Lost Identity in Horror Fiction:Stevenson,Stoker, and Lovecraft

11.07.2024

Text by professor Timo Airaksinen part no: 1.

In fantasy literature, monsters are so terrifying that to meet one leads to insanity and suicide. However, "I am becoming a monster" must feel worse. Thomas Nagel asks, "What is it like to be a bat?"; I ask what it is like to become and be a monster – is it possible to know? To answer, we need semiotic tools. I design a Nagel Test to determine one's ability to formulate de se thoughts and beliefs during and after the monstrous transmogrification. To do this, I will discuss what I call a Perry Case and Perry Tale. Most emphatically, my goal is not to offer new interpretations of the masterpieces of Stevenson, Stoker, and Lovecraft. I use their stories as sources of examples. I sketch a theory of monsters in the fantasy world. My modest main aim is to understand the logic and semiotics of losing one's personal identity and its psychological consequences. I imagine the semantics of a possible world maximally similar to the readers' actual world, except it allows monsters and, because of them, monstrous threats to one's identity. This is the language game played by the classical horror writers I will introduce.

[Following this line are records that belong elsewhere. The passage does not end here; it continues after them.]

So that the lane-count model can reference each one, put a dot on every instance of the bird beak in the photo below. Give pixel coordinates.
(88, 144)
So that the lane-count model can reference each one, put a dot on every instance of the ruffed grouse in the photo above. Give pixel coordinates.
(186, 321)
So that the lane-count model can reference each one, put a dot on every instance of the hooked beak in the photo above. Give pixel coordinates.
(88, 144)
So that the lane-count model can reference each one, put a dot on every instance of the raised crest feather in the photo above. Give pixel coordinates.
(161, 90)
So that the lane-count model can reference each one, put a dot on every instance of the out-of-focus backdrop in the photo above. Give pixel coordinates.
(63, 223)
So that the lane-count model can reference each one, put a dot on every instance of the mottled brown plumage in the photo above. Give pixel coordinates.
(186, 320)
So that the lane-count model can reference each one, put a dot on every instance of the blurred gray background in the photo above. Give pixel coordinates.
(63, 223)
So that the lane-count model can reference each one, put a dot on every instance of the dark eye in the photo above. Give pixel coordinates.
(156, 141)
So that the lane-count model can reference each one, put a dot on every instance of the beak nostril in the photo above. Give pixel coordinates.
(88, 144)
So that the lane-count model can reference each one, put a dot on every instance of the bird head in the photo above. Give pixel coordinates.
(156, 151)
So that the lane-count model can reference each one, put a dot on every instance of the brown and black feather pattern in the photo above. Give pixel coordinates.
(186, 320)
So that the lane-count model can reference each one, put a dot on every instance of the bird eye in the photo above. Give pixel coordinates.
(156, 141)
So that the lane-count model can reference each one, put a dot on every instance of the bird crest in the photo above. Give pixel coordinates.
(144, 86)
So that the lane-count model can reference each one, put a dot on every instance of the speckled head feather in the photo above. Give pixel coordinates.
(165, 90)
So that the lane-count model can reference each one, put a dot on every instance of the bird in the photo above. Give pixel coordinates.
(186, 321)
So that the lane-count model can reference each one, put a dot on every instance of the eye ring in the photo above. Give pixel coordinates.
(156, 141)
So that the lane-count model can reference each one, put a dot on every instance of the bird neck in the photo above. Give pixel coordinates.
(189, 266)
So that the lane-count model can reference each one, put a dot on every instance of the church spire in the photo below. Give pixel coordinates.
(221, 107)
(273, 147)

Keywords: Thomas Nagel, de se beliefs, possible worlds, monsters; personal identity; physical identity; horror; suicide, madness, literary strategies, Oscar Wilde, George Orwell. "Ph'nglui mglw'nafh Cthulhu R'lyeh wgah'nagl fhtagn." (H.P. Lovecraft).

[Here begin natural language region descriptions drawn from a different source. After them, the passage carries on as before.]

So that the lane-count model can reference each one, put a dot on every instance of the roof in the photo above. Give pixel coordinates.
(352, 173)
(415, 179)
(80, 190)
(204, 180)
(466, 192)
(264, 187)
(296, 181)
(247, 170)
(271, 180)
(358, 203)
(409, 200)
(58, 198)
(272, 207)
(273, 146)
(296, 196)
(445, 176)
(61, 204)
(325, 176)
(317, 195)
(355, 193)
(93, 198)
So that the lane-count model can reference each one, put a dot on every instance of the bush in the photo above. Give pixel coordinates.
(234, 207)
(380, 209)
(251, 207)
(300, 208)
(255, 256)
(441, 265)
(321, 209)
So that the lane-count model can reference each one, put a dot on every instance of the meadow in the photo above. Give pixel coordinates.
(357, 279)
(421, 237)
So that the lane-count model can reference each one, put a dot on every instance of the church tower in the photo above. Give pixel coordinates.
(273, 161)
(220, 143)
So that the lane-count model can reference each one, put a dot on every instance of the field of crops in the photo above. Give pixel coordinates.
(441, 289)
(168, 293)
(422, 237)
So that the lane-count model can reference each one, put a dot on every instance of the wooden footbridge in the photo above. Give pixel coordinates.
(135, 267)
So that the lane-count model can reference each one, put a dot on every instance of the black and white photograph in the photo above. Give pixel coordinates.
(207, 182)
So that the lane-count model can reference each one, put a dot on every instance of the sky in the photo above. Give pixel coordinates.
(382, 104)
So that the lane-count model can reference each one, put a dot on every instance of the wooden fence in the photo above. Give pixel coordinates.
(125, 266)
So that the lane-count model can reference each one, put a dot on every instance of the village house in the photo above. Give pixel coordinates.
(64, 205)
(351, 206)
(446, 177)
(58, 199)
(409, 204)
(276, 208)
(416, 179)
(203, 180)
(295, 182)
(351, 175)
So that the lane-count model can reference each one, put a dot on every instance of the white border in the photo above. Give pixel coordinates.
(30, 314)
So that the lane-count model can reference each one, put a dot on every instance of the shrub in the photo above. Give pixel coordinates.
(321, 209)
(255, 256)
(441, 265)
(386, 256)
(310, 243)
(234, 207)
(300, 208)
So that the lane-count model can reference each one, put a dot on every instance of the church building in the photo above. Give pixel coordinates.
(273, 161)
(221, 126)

1. Monstrous Confrontations

A person can lose her identity in three ways. First, the person is, post hoc, without identity and, therefore, no longer a person. In the language of fantasy fiction, one has gone mad and is now insane. She no longer shares our social reality; she is not in touch with others. Second, a person may switch her identity with another person. She assumes a new identity without losing contact with social reality.[1] Third, the person becomes an alien monster and an inhumane Other. Becoming. We are now interested in this third way, that is, a person becoming a monster. How does it happen? What are the psychological consequences?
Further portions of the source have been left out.